Dosing norepinephrine in septic shock

Start at 5 mcg/kg and titrate immediately after each q5minute BP check. This will likely require you to stay at the bedside. Note that a radial arterial line may underestimate MAP compared to a femoral arterial line by as much as 5mmHg in early septic shock and >5 in advanced shock, leading to higher doses of norepinephrine than are necessary. [20]

Vasopressin is the second line vasopressor in septic shock

Vasopressin reduces the need for norepinephrine but does not reduce mortality

The VANISH study suggested that while early vasopressin does maintain blood pressure and reduce the requirement for norepinephrine and renal replacement therapy, it does not reduce the number of renal replacement free days or mortality rate [21]. The VASST study did not show a mortality benefit from adding vasopressin if the MAP was adequately maintained with norepinephrine [22].

Vasopressin dosing 0.03-0.04 units/min

When should vasopressin be initiated in septic shock?

There is no clear evidence for the indications for staring vasopressin in patients with septic shock.

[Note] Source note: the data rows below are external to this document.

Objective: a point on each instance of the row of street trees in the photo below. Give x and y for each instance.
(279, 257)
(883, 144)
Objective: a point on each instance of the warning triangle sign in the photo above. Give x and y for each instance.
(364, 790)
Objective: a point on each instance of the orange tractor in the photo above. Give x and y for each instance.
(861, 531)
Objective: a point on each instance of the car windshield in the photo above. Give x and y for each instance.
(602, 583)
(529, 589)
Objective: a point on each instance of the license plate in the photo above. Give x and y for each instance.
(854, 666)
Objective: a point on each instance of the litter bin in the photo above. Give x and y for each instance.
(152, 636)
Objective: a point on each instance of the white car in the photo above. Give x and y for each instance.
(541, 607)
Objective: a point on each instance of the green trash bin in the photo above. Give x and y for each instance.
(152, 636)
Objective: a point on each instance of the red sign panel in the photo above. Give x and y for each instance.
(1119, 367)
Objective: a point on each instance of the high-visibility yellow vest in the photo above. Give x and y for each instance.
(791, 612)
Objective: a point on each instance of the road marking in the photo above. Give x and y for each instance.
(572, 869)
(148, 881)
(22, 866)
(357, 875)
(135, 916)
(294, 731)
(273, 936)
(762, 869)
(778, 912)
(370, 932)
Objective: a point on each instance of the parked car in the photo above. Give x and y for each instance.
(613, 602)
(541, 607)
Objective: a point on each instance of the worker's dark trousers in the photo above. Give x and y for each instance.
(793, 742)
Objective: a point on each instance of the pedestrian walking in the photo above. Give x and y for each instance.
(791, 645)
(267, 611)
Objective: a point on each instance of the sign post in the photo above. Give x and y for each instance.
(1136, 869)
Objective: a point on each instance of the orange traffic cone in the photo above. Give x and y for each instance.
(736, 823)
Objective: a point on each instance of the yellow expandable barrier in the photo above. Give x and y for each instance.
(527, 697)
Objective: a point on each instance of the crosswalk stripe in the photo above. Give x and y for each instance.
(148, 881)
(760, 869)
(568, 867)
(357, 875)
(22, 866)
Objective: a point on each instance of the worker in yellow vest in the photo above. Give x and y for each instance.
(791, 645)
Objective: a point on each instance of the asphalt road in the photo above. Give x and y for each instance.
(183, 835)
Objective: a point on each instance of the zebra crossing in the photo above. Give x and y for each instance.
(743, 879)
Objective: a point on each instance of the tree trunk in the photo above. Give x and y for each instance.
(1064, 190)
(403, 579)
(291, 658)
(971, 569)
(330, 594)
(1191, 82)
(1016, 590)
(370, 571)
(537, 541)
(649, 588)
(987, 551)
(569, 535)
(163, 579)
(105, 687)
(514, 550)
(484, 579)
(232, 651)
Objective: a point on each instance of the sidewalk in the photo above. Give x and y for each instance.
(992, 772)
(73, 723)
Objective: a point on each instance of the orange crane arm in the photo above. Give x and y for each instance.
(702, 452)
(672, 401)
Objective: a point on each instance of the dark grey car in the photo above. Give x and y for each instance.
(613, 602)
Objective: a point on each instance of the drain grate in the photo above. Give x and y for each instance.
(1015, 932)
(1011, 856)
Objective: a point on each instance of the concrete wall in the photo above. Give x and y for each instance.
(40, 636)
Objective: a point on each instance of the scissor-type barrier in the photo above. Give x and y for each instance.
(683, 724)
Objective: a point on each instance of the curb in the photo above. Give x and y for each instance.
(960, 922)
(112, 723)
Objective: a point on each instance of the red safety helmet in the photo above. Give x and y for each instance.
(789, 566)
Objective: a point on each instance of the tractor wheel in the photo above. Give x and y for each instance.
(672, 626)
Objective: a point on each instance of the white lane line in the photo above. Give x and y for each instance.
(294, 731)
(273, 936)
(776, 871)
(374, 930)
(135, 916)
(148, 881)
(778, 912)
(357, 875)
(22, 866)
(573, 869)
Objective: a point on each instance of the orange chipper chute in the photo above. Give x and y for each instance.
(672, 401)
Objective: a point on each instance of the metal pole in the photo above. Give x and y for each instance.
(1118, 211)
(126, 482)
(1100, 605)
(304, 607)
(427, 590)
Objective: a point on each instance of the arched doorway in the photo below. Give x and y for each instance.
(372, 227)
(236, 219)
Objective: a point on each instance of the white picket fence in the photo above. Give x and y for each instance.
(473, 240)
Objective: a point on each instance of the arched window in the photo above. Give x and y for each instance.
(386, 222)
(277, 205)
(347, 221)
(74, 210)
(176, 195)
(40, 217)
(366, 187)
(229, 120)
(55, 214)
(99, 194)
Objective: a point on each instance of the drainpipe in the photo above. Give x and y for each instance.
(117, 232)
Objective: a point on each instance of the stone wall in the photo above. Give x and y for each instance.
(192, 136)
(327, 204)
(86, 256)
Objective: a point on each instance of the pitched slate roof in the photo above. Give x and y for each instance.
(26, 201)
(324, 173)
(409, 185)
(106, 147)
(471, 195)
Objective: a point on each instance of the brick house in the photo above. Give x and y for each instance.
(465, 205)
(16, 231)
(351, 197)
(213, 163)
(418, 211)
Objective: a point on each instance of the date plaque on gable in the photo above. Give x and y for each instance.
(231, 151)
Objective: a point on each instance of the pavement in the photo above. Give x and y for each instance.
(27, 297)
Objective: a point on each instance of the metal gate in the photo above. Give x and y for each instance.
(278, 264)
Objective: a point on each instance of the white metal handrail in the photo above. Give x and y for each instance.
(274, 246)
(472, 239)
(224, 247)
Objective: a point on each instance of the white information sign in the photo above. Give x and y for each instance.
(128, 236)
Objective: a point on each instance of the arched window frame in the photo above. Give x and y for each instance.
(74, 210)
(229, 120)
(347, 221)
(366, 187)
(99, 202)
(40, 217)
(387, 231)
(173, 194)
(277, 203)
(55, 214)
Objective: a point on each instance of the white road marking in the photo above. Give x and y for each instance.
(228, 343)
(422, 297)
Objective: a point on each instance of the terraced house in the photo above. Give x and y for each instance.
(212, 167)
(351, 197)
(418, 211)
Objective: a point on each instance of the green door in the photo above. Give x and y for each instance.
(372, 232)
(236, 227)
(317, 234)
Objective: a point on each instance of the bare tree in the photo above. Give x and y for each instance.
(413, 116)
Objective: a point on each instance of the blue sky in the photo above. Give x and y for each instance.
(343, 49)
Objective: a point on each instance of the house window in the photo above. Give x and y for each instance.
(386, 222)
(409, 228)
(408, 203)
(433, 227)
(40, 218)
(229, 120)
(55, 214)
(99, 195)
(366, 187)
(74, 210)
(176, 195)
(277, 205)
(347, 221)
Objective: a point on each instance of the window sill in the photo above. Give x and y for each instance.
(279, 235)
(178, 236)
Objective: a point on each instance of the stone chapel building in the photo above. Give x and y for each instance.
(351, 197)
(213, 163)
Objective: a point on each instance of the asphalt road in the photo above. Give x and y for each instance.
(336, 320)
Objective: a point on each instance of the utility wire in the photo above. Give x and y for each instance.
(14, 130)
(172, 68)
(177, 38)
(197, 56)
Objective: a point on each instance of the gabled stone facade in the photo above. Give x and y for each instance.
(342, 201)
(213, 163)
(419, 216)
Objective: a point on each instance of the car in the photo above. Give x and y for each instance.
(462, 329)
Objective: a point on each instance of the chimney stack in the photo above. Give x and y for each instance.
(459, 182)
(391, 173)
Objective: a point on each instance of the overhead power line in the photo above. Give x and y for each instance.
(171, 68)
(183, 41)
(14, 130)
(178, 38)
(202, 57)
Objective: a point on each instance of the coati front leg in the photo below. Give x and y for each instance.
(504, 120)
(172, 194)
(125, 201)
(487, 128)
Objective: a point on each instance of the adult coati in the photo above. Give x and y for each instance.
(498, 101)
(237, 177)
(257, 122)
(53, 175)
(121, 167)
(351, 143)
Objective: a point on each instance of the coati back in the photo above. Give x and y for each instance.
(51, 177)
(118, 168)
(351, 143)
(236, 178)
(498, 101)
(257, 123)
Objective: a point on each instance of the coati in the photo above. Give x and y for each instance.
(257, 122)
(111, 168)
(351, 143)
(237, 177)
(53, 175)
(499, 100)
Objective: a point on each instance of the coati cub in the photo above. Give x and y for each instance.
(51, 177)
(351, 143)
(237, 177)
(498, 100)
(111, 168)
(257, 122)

Our expert recommends starting vasopressin when moderate doses of norepinephrine (as in 0.5 mcg/kg/min or 35 mcg/min) have been reached.

What are the indications for steroids in septic shock?

Bottom line: Although the evidence is mixed as to whether or not steroids are beneficial in septic shock, our expert recommends administering steroids for:

  1. Vasopressor refractory shock (i.e. patient remains in shock despite norepinephrine 0.5mcg/kg/min)
  2. Patients who are taking steroid medications at baseline
  3. Patients with concomitant adrenal suppression

Take home points on sepsis and septic shock

Calculate NEWS* to detect subtle cases of occult septic shock.

*From MDCalc

Less saline, more Ringer’s, even if acute heart failure, especially in renal failure and severe acidosis.

Norepinephrine whenever MAP <65 – earlier rather than later.

Early antibiotics (within 1hr of the diagnosis rather than 1 hour of arrival at ED), given over 5 minutes (except vancomycin over 30 minutes), chosen wisely according to local antibiograms.

Use a combination of MAP, GCS, urine output, initial lactate, capillary refill time, POCUS IVC to guide initial fluid resuscitation, individualized to each patient.

If the lactate is rising despite resuscitative efforts call your intensivist. Early to ICU is preferable, but remember that capillary refill time may be as good, or even better than lactate at guiding resuscitation.

Consider vasopressin and hydrocortisone if a MAP of 65 cannot be maintained with 35mcg/min norepinephrine and ongoing fluid resuscitation.